Ese 8 de diciembre fue distinto. Fernando se había mudado pocos días antes a la chacra. A pocos metros de su casa estaba la del encargado, Mariano, un chileno mal arreado pero simpático. Tenía tres hijitos y a la Juana, como llamaba a su mujer. Ese diciembre Mariano andaba contento. Había cobrado su aguinaldo y se disponía a armar el primer árbol de Navidad de su vida.
Fernando vio salir a la familia para el pueblo, bañada y cambiada como si fuese domingo. Sobre el mediodía regresaron con algunas bolsas y un pinito artificial. Era pequeño, medía cerca de un metro.
El patrón los vio venir por el camino, sonrientes y apurados. Salió al patio para saludarlos. Hablaban todos al mismo tiempo. Los nenes, atropellados, le extendían las bolsas a Fernando para que viese su contenido: bombitas de colores, guirnaldas, una estrella y pedacitos de algodón que simulaban la nieve de las navidades boreales. Mariano, por su parte, le contó que armaría el pino ese mismo día porque -le habían dicho- "así marcaba la tradición".
Antes de seguir camino, el encargado le pidió a su patrón que le prestara un cable para conectar las luces del pino. Mientras lo buscaba, la Juana le contó a Fernando que la noche anterior, durante la cena, se habían peleado discutiendo dónde iban a poner el pinito. Los chicos querían que estuviese en su dormitorio; la Juana, en la cocina, y Mariano terminó decretando que iría afuera, así podían verlo todos, principalmente él, que pasaba todo el día a la intemperie.
Cable en mano, siguieron camino a toda velocidad. Fernando los miraba desde la ventana de su cocina. Parecían tremendamente felices armando y desarmando el pino una y otra vez hasta que se les vino la tarde y se convencieron de que armarlo así o asá era igual; la cosa era encender las luces inmediatamente después de la puesta del sol.
Al llegar la tarde la obra estaba casi terminada. El pino, totalmente sobrecargado, quedó en una mesita, debajo de un sauce, como a tres metros de la casa y adentro del gallinero. A Mariano se le ocurrió que allí estaría a salvo y a la vista de todos.
La familia se quedó mateando hasta que avanzó la noche. Los habitantes de la casa, debido a la euforia, estaban totalmente convulsionados: los perros ladraban sin parar, los gatos se metían en las bolsas del mercado que habían quedado vacías y el gallo y las gallinas se acercaban entre distraídos y curiosos al objeto que, por un mes, adornaría el gallinero.
Cuando bajó el sol todo estaba listo: el patio regado, las animales alimentados y los nenes sentaditos uno al lado del otro, esperando. Mariano llamó a Fernando y a la cuenta de tres encendió las luces del pinito. Todos aplaudieron y se quedaron cerca de una hora disfrutando del espectáculo.
La fiesta tapó el malestar del gallo que, adormilado, desplegó sus alas y emitió un sonido ronco y extraño.

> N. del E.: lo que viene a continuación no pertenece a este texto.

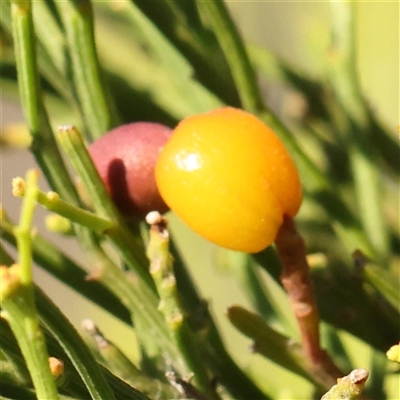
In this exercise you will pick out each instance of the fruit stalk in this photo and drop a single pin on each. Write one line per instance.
(296, 280)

De un brinco subió a la mesa donde estaba el pinito, hizo algunos movimientos como picotazos y lanzó un potente quiquiriquí.
Todos rieron como locos y festejaron al animal.

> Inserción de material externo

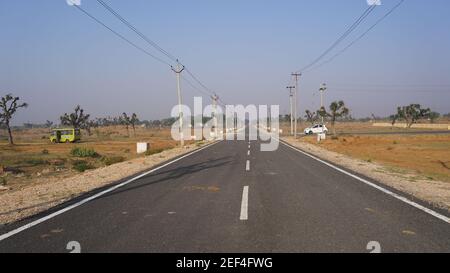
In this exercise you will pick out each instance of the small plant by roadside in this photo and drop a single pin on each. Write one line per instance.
(109, 160)
(83, 152)
(81, 165)
(154, 151)
(35, 162)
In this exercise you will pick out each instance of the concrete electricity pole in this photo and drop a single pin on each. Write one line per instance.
(296, 75)
(178, 71)
(215, 98)
(322, 89)
(291, 105)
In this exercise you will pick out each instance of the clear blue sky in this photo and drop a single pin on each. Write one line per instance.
(54, 57)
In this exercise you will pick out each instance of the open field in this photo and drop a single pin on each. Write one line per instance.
(34, 156)
(356, 127)
(426, 155)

Ya con la noche cerrada, el patrón se despidió y los nenes, en su primer día de vacaciones, se quedaron hasta tarde jugando en el patio gallinero.
Mientras hubo bullicio no se notó, pero cuando todo estuvo en silencio, descubrieron que el gallo estaba completamente despierto y cantor. Las luces prendían y apagaban y él cantaba y cantaba.
Mariano, que había escogido con esmero el sitio para el árbol, parecía no estar dispuesto a cambiarlo de lugar. "Ahí lo ven todos -insistió- y el gallo canta hoy porque no está acostumbrado, pero ya se va a acostumbrar".
No valieron los pedidos de la Juana ni los del patrón para que cambiara el pinito de lugar. Allí estuvo hasta la Noche de Gallo y allí permaneció hasta el 6 de enero, día estipulado para guardarlo hasta la Navidad siguiente.
Finalmente, los que terminaron acostumbrándose a escuchar al animal durante toda la noche fueron los habitantes de la chacra. La terquedad de Mariano se impuso. Fernando le pidió que pensara en el gallo, exhausto cuando llegó la Navidad. Pero nada. Todos los días Mariano le decía "Ya se va a acostumbrar, ya se va a acostumbrar". Para la noche del 24, el animal emitía un sonido débil, lastimoso, y hacía días que ni siquiera intentaba subir a la mesita. Se lo veía tambaleante y había perdido por completo esa imponencia de los buenos gallos. Aquella noche emitió soniditos entre largas pausas hasta que empezó a clarear. Después, el silencio fue total.